When your software is not reaching the memory bandwidth available (e.g. ~300GB/s for this instance), you shouldn’t see much of an impact on execution time. You are likely relying on CPU caches and even if you reach the RAM, you still move faster than if you were delayed by bottlenecks on memory bandwidth (which will dramatically increase the latency for data transfers).

In the image below, we went from 30secs when doing 1 extra copy per self-attention layer to over 22 minutes when doing 10000 copies. Also, our load-store instructions spiked up (to over 40% of total instruction mix instead of 20%).

Obviously, production software won’t be doing copies like these in this way, but it is still likely there will be inefficient use of memory. Or that simply the scale of the ML model architecture (like with LLMs) forces the program to become memory bandwidth-bound.

Conclusion

Code changes (even small ones) or changes to the software stack (e.g. PyTorch version, Linux kernel version), can shift the execution of your software to leverage other parts of the hardware more, like it was demonstrated in this blog post.

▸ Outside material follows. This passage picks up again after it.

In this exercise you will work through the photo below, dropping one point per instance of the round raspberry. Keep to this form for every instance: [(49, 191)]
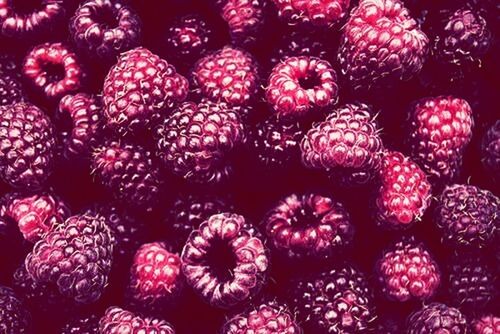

Imagine your typical developer on StackOverflow, making changes when they see advice like:

  • Install PyTorch 2.2.0, not 2.2.1
  • Disable gradients on those layers
  • Use XLA, maybe it helps
  • You need more threads
  • Upgrade Ubuntu to 22
  • Use EC2 .16xlarge machines
  • Change your data format and so on…

Nothing inherently wrong with these changes. But the effect on performance is often overseen because:

  1. Many apps don’t have performance regression test suites
  2. Engineers don’t have time to understand what changed in hardware utilization

We’d need a synthetic benchmark to be deterministic (e.g. careful with EC2 shared resources) and to match the characteristics of an entire software stack that your app leverages. And then maybe the benchmark results might get closer to real results, but if your aim is to save money, then you’re better off optimizing what you have.